ECLI:NL:HR:2001:AD4030

Hoge Raad

Datum uitspraak
2 november 2001
Publicatiedatum
4 april 2013
Zaaknummer
R01/101HR
Instantie
Hoge Raad
Type
Uitspraak
Rechtsgebied
Civiel recht
Procedures
  • Cassatie
Rechters
  • F.H.J. Mijnssen
  • R. Herrmann
  • A.E.M. van der Putt-Lauwers
  • A.G. Pos
  • P.C. Kop
  • A. Hammerstein
Vindplaatsen
  • Rechtspraak.nl
AI samenvatting door LexboostAutomatisch gegenereerd

Cassatie tegen voorlopige machtiging tot voortduren verblijf in psychiatrisch ziekenhuis

In deze zaak heeft de Officier van Justitie in het arrondissement Middelburg op 31 mei 2001 een vordering ingediend bij de Rechtbank tot het verlenen van een voorlopige machtiging voor het voortduren van het verblijf van verzoekster in een psychiatrisch ziekenhuis.
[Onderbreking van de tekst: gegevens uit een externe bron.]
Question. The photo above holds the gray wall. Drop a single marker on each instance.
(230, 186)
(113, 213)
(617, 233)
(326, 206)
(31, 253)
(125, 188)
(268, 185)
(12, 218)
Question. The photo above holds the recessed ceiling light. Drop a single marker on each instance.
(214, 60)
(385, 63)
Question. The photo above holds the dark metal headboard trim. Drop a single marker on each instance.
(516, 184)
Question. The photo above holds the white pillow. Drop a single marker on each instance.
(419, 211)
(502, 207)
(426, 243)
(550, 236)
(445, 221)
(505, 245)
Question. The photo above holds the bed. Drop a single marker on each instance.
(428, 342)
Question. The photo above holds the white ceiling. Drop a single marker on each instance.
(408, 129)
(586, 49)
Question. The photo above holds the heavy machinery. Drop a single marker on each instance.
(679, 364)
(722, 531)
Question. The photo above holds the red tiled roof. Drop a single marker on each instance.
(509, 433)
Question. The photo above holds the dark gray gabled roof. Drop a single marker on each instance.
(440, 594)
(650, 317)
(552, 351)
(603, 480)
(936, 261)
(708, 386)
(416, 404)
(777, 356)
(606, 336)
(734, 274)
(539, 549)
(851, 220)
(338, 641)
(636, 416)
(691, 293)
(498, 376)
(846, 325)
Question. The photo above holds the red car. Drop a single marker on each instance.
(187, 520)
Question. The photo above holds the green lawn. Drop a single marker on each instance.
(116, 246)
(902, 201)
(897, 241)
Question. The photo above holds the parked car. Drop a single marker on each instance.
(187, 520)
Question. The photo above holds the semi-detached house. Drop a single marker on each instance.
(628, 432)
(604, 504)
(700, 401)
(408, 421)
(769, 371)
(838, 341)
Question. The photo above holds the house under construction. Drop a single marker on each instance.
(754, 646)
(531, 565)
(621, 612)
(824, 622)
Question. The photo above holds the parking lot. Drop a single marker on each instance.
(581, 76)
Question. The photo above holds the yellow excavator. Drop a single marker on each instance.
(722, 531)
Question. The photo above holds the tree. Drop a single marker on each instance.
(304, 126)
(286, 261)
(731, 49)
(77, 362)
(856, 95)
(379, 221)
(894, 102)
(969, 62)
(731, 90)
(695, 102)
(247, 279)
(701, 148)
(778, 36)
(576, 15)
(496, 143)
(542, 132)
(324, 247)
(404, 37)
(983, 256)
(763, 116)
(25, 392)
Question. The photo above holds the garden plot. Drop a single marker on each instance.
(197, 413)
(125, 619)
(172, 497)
Deze vordering was onderbouwd met een geneeskundige verklaring, ondertekend op 23 mei 2001. De Rechtbank heeft op 11 juni 2001, na het horen van verzoekster, haar raadsvrouw, de behandelend psychiater dr. J.J.L. Brocken en verpleegkundigen, de voorlopige machtiging verleend voor een periode van zes maanden. De beschikking van de Rechtbank is aan de uitspraak gehecht.

Verzoekster heeft tegen deze beschikking beroep in cassatie ingesteld. De Hoge Raad heeft de zaak behandeld en de conclusie van de Advocaat-Generaal F.F. Langemeijer strekte tot verwerping van het beroep. De Hoge Raad heeft het middel beoordeeld en geconcludeerd dat het middel faalt op de gronden die zijn uiteengezet in de conclusie van de Advocaat-Generaal.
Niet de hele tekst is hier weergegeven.